Fortunately Meknes is a big city. If we'd had to print something in Merzouga we would've had to go to Rissani - 30km away via a 52 dirham ($6.50) round trip taxi - and it would've taken at least two hours. (Kinda like when we did actually have to go to Rissani for an ATM because the guidebooks don't warn you that Merzouga is ATM-less.)
Us and our "first world" problems. "I have to go to the lobby to get wifi?" "I have to wait for the water to heat up again before I can take a hot shower?" "I only get one cup of coffee with breakfast?" "I can't charge my iThing on the train?" "I have to print my boarding pass to Spain ahead of time?"
Our first night in Rabat, we went to dinner with a friend and his Moroccan friend. We were talking about where we'd been and the Moroccan friend said he would love to go to Spain, but that it was pretty difficult for him to get a visa.
But when you're us,customs officers just check your passport, give you a stamp, and wave you through.
When you're us, you spend a lot of time figuring out where and what to eat - not when you will eat again. When you're us, if you break a shoelace (or an electric shaver, or a Kobo) you just buy a new one. When you're us, if your current location isn't working for you, you pack up and move on.
You do all of this too. Yes, you.
Obviously, lots of people in this world aren't so lucky. We have seen quite a few of them here in Morocco over the past few weeks. So take a moment to be thankful today, however you choose to do so.
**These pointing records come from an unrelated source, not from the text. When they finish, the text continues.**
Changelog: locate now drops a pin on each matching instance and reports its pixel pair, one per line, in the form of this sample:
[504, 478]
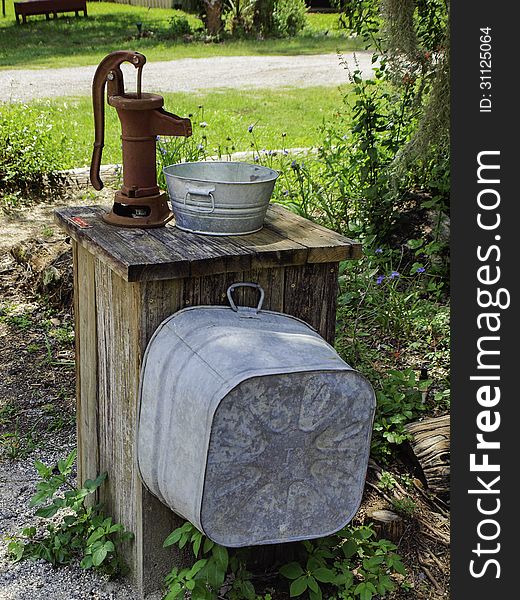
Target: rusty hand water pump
[139, 202]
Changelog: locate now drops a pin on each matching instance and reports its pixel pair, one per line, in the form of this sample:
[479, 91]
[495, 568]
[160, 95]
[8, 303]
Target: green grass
[70, 41]
[228, 113]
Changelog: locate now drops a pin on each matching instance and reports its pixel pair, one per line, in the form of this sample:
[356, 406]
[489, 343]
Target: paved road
[190, 75]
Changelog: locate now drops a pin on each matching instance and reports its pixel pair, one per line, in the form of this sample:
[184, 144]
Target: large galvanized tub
[252, 427]
[219, 198]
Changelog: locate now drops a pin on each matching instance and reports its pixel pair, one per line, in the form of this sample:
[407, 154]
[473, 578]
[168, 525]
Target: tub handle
[198, 192]
[245, 308]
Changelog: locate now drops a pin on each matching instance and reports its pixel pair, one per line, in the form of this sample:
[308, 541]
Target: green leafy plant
[405, 506]
[29, 154]
[179, 26]
[348, 565]
[74, 531]
[203, 580]
[399, 401]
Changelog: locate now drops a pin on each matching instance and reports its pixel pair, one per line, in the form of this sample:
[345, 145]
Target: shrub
[29, 155]
[179, 26]
[289, 17]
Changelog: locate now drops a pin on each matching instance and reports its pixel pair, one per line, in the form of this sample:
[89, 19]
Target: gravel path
[190, 75]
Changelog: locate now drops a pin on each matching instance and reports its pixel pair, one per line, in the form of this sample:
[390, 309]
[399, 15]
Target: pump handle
[108, 71]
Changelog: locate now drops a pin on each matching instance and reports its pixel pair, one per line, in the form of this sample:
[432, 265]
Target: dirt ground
[37, 417]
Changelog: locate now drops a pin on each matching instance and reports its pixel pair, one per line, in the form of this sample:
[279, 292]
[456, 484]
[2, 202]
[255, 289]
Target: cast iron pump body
[139, 202]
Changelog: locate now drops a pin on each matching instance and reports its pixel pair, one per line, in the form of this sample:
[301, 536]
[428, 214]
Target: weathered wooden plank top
[169, 253]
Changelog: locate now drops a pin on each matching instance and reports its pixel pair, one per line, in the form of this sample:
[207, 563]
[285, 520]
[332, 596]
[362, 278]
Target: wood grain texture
[310, 294]
[168, 253]
[126, 282]
[85, 325]
[431, 446]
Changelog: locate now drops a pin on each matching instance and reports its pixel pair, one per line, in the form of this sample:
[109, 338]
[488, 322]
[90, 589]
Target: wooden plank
[205, 254]
[324, 245]
[155, 521]
[132, 253]
[168, 253]
[86, 364]
[119, 361]
[271, 248]
[310, 293]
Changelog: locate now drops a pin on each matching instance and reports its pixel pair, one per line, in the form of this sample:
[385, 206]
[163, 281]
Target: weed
[351, 564]
[81, 533]
[47, 232]
[405, 506]
[7, 412]
[387, 481]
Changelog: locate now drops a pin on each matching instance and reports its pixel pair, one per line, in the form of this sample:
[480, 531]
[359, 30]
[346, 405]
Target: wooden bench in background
[47, 8]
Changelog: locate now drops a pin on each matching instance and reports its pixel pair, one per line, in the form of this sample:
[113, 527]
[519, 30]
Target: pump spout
[166, 123]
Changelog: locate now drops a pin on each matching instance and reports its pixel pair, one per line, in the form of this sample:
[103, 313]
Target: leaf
[208, 545]
[96, 535]
[298, 586]
[313, 563]
[197, 541]
[365, 590]
[197, 567]
[312, 584]
[315, 595]
[324, 575]
[221, 556]
[40, 496]
[47, 511]
[397, 565]
[349, 548]
[174, 591]
[372, 563]
[43, 470]
[344, 579]
[384, 584]
[248, 590]
[99, 556]
[15, 550]
[92, 485]
[86, 562]
[212, 574]
[292, 570]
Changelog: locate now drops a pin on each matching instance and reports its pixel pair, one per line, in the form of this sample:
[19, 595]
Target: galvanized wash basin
[252, 427]
[219, 198]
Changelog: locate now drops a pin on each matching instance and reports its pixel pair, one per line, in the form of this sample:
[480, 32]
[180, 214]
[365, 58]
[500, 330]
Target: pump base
[145, 213]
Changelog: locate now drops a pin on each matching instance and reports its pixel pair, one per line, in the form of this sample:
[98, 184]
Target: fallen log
[430, 445]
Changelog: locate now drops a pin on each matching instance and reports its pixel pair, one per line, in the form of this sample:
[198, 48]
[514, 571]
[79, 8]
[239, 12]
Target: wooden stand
[126, 281]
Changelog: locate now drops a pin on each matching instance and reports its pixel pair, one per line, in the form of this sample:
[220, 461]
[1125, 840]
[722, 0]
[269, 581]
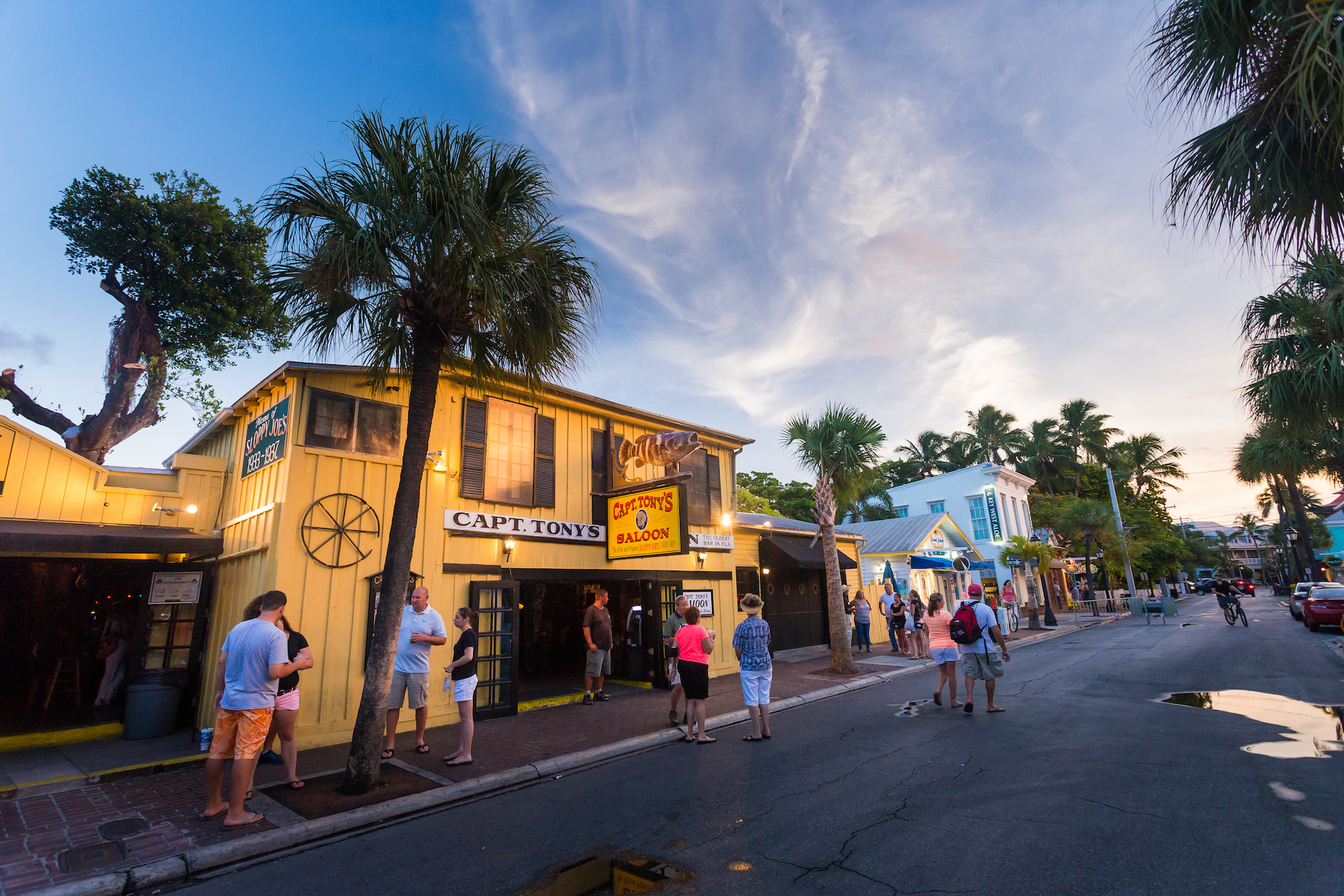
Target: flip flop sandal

Thankful for your next meal, for your countless opportunities, for that printer sitting next to you.
And then help someone out tomorrow, however you choose to do so. We are definitely tipping the karma scale over here - it could use a little balancing.
Shukran.
"English-fluent copy center gal" would make a great tagline for an online dating profile
ReplyDeleteYES!! Let us know how it works out for you.
DeleteLove it. Good to keep your perspective...
ReplyDelete:)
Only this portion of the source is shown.